Blurred Lines: Professional Advisor or Business Partner?

Some professionals are regularly presented with the opportunity to engage in business ventures with their clients.  Whether the professional is retained to review an investment opportunity for a client, provides advice regarding a client’s business, or invites a client to invest in a new venture, professionals may occasionally find themselves transitioning from the role of advisor, into that of a business partner.  However, blurring the line between professional advisor and partner can easily lead to ethics violations and civil liability. 

 

Consider this example.
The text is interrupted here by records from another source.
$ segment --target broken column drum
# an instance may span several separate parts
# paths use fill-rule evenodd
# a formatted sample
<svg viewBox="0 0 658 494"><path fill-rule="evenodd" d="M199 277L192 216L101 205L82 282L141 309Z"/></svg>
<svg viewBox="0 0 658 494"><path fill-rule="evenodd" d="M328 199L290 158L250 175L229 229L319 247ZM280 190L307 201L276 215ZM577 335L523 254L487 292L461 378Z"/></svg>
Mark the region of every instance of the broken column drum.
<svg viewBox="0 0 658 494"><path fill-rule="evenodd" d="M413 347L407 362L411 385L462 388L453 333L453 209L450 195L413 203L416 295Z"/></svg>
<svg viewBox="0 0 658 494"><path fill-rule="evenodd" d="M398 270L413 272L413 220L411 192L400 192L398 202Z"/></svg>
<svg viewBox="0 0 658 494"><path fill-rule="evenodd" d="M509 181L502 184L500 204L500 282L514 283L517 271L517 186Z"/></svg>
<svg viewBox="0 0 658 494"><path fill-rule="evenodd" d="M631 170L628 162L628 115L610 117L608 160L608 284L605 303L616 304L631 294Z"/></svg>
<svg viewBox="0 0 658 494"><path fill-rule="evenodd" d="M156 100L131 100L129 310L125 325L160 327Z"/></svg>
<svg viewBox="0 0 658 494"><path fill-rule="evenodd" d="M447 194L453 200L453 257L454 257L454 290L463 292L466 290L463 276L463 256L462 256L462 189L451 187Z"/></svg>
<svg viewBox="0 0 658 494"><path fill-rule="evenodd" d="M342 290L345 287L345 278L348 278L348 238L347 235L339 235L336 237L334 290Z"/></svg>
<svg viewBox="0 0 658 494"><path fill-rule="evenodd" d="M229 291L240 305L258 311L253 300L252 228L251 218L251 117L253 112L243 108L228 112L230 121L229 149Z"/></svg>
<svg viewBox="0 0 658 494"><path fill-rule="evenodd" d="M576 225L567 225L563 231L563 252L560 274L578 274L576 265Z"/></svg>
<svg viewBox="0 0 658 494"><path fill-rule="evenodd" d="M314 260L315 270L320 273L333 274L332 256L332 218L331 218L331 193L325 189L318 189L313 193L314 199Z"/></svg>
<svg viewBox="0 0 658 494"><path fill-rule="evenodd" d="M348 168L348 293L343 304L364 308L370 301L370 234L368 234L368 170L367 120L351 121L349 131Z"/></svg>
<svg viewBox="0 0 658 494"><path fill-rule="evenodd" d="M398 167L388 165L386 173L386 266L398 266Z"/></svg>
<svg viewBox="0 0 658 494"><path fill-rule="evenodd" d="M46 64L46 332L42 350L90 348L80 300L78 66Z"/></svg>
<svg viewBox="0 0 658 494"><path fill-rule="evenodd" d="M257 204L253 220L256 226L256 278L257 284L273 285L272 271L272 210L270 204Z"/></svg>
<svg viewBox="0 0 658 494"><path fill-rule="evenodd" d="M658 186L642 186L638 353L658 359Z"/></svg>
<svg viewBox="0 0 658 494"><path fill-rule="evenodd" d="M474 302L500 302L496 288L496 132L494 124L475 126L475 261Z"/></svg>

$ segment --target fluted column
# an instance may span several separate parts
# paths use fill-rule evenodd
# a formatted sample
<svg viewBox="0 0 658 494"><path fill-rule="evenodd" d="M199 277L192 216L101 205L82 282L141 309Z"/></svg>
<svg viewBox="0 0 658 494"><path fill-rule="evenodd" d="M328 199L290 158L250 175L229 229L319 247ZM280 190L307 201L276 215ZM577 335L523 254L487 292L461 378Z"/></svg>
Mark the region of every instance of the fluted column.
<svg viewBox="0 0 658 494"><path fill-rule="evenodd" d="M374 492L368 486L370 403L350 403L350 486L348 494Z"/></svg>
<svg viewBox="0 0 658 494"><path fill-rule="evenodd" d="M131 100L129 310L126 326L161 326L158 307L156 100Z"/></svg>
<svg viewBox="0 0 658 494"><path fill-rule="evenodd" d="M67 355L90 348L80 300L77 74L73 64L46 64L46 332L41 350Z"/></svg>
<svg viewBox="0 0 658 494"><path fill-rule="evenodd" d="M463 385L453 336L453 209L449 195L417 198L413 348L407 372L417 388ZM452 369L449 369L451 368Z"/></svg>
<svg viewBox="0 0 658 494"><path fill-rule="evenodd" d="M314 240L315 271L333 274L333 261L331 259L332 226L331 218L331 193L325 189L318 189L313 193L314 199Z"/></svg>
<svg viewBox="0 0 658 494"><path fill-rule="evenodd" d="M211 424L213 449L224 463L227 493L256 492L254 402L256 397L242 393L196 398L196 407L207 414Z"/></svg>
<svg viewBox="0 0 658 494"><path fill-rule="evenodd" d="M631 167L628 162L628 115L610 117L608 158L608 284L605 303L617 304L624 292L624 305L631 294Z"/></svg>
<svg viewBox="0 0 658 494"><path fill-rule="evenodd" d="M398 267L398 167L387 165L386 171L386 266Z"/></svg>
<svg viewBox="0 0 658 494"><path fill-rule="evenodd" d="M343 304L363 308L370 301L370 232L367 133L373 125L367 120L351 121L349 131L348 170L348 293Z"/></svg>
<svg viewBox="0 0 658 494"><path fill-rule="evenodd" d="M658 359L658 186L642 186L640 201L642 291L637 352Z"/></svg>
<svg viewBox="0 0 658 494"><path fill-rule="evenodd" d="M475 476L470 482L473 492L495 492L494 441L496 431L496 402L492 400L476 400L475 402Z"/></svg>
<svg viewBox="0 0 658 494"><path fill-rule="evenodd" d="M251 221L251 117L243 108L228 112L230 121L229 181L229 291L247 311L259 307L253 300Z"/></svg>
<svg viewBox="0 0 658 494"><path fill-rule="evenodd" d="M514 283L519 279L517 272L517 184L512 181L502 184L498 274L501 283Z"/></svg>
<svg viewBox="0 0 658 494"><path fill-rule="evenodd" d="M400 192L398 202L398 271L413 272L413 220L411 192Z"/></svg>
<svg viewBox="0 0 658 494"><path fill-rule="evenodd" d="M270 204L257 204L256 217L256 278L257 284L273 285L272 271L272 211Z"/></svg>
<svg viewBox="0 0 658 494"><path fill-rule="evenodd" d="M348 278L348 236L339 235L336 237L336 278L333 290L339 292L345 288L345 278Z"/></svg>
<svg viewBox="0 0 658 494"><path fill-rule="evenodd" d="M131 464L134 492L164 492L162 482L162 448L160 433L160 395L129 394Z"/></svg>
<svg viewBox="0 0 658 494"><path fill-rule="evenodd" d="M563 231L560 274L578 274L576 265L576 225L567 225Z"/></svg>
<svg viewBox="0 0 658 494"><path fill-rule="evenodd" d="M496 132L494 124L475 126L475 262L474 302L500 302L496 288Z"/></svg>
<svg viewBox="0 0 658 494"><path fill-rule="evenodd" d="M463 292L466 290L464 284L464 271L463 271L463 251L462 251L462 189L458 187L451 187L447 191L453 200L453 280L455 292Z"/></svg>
In In re Spencer, an attorney/ real estate broker met with a client regarding a potential bankruptcy filing.  The client told the attorney that she anticipated receiving proceeds from the sale of real property.  The attorney informed the client that she could take advantage of an exemption in the bankruptcy law if she used the proceeds to buy a new home within one year of the sale of the property.  When the client stated that she could not secure a loan, the attorney explained that he was a real estate broker and could look for an owner-financed property for her. 

 

The attorney located a new home, and advised the client to make an offer, with the understanding that the attorney would split the sales commission with the owner’s real estate agent.  The sale closed, and the attorney received his half of the commission.  The attorney then prepared the client’s bankruptcy petition.  Shortly afterwards, the client received a letter from the city stating that the property was not in compliance with code.  The client contacted a second lawyer who questioned the attorney’s handling of the real-estate purchase.

 

Based on her new lawyer’s advice, the client filed an adversary action against the attorney in bankruptcy court, alleging that he had breached his professional duty regarding the purchase of the home.  The state bar followed suit with its own complaint against the attorney for violation of ethics rules barring business transactions with clients.  On appeal, the Supreme Court concluded that the real estate transaction was a “business transaction” for purposes of Rule of Professional Conduct 1.8.  The Court continued that a lawyer may enter into a business transaction with a client if the terms are fair, the client is advised to seek independent legal advice, and the client consents in writing.  However, in the matter before the court, the attorney failed to obtain written consent from the client before arranging the real estate deal, thus breaching the code of professional conduct.  As a consequence, the attorney’s license was suspended for 30 days.

 

This decision makes clear that transacting business with clients is a risky proposition.  In addition to potential ethics violations, professionals become targets in civil suits where the transaction turns sour. Moreover, the professional that wears multiple hats faces potential insurance coverage issues.   If professionals proceed in a business transaction with a client, they must take several steps to mitigate the risk.  First, professionals should be sure to comply with local ethics rules, which at a minimum entail obtaining written consent of the professional’s role(s). Further, the professional should be sure to recommend that the client obtain independent advice.  Finally, the professional should investigate the extent of her insurance coverage.  Barring a special need, however, professionals may be better served by playing it safe and resisting the temptation to act as advisor and business partner.